Shapely defines many helpful functions:

measurement functions like:

  • area(poly_or_multipoly) - Computes polygon area.
  • distance(a, b) - Computes Cartesian distance between two polygons.
  • bounds(geom) - Computes the bounding box that contains the polygons.

common predicates

  • contains(a, b) returns True if the geometry b is completely within a.
  • dwithin(a, b, distance) returns True is a is less than distance away from b.
  • intersects(a, b) - returns True if a and b intersect at all.

and set operations.

  • difference(a, b)
  • intersection(a, b)
  • union(a, b)

These operations are designed to work with any geometry type. This is an example of the power of the interface, instead of learning different methods for each, we can use a common set of functions that all operate on a Geometry interface.

These can also be accessed as methods on the geometries themselves (obj.contains(other)). See binary predicateshttps://shapely.readthedocs.io/en/stable/manual.html#binary-predicates) in Shapely documentation.

This means we can express common geospatial ideas in a simple way:

shapely.ops.nearest_points(waffle_house_multipoint, my_location)

in_district = [shapely.contains(poly, my_location) for poly in districts]

# geom.buffer(dist) adds a margin around a point, line, or polygon
route_buffer = route_linestring.buffer(distance) 
# find all points that fall within polygon
nearby_attractions = attractions_multipoint.intersection(route_buffer)

union(national_parks_mp, state_parks_mp)

intersection(il_boundaries, fresh_water_mp)

difference(cook_co, chicago)

Geospatial Joins

Geospatial Joins combine two or more datasets on a condition (like overlaps or contains).

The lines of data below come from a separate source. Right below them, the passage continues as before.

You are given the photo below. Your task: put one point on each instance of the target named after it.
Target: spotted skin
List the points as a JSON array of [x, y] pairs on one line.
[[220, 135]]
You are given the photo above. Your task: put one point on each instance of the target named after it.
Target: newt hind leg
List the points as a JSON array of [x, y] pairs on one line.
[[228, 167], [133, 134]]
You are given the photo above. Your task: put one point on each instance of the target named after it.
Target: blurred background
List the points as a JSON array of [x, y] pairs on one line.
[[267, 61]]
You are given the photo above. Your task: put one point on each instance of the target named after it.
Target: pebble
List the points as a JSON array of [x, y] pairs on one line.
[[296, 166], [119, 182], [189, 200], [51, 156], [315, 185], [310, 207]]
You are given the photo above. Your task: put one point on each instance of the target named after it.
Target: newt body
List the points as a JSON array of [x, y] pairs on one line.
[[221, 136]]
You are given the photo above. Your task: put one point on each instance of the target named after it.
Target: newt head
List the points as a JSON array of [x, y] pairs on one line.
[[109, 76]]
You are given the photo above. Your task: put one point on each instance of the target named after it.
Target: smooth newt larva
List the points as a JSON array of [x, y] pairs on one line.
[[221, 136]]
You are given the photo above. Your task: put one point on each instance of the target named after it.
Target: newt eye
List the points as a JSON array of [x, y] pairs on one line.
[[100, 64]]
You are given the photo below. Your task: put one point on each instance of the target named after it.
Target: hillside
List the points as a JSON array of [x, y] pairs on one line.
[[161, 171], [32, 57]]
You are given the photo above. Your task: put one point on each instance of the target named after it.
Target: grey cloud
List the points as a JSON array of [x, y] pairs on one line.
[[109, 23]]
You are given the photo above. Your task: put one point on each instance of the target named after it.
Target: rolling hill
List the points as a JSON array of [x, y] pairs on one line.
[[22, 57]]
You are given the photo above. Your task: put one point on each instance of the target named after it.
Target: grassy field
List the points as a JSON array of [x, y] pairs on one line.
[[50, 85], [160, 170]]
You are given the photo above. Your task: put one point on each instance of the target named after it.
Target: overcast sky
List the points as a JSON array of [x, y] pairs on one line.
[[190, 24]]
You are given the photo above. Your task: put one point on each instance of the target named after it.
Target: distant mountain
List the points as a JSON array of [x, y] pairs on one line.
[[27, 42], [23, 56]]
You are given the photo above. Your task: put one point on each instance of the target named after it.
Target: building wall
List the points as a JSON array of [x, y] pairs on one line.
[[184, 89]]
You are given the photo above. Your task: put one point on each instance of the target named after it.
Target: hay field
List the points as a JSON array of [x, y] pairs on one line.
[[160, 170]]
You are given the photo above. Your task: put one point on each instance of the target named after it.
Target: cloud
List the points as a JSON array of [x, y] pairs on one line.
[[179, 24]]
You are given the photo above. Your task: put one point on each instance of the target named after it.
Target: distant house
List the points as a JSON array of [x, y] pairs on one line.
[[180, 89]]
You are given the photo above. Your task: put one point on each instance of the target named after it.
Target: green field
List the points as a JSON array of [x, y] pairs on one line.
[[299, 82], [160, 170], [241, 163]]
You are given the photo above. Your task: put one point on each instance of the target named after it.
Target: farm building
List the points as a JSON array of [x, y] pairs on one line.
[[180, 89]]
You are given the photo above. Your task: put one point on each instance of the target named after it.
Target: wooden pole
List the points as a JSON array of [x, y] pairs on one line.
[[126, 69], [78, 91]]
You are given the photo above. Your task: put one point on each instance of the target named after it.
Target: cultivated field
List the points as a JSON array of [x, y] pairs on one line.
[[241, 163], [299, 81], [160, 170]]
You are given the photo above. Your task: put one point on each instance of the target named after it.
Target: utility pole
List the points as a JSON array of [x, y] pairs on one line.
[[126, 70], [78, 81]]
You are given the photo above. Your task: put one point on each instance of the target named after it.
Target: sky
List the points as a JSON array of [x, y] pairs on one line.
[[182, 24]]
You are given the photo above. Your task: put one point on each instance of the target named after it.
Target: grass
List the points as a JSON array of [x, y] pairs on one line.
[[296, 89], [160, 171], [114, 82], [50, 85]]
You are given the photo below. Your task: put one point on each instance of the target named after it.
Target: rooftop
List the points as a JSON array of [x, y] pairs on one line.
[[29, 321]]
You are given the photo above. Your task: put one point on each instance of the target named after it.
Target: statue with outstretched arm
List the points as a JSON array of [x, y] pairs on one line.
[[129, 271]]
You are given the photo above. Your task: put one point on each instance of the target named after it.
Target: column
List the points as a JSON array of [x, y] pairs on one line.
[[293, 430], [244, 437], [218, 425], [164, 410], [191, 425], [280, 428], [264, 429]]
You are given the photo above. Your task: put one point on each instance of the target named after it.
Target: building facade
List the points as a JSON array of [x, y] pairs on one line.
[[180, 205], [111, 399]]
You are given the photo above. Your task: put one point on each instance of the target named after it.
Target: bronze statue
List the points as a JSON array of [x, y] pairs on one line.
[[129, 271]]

This technique is used to discover overlaps between datasets, for example, to find what counties are in which cities:

joined_data = [(county, city) for county in counties for city in cities if county.geometry.intersects(city.geometry)]

A typical join between two data sets is O(NM) since it is often the case that every item from N needs to be compared to every item from M.

As you might imagine, that combined with the complexity of the underlying geometric algorithms can mean poor performance.

We can use the unique properties of geospatial data to organize the data spatially. Data structures such as Quadtrees and R-Trees can drastically speed up spatial join operations.

These are sometimes referred to as spatial indices.

Further Exploration

  • pyshp
  • shapely
  • geopandas is an extension to pandas that adds Shapely types to the dataframe. While it can be helpful for small operations where pandas is already in use– it does not support spatial indexing, and cannot be as efficient as other options.

Other Geospatial Software

The types and most operations are part of a standard known as OGC Simple Features.

This means that what you learn to do here in Python will be applicable in other GIS software and libraries.

GDAL/OGR Tools

GDAL is the C++ library that powers shapely and many other GIS applications. It provides command line tools that are invaluable if you are working with geospatial data on a regular basis. The tools can help you inspect the data, convert geometries and projections, and a lot more. There’s a helpful guide here: https://github.com/dwtkns/gdal-cheat-sheet

PostGIS

PostGIS is an extension to PostgreSQL that adds geometry types and predicates to your database. Allows querying directly from database, saving conversion and minimizing memory footprint. Like most things Postgres, one of the most solid pieces of software ever built.

QGis

QGis - 100% Free & Open Source GUI for working with GIS files.

While we won’t cover its usage in class, can be useful for inspecting/understanding the GIS data you are working with.

ArcGIS

Commercial/proprietary service. Developed by ESRI, the key commercial player in GIS for decades.

Offers cloud/server/desktop based tools.

Favored in government, large corporations, full suite is most feature complete offering around. Under increasing competition from OSS competitors which are often more lean, cutting lesser-used features and antiquated formats.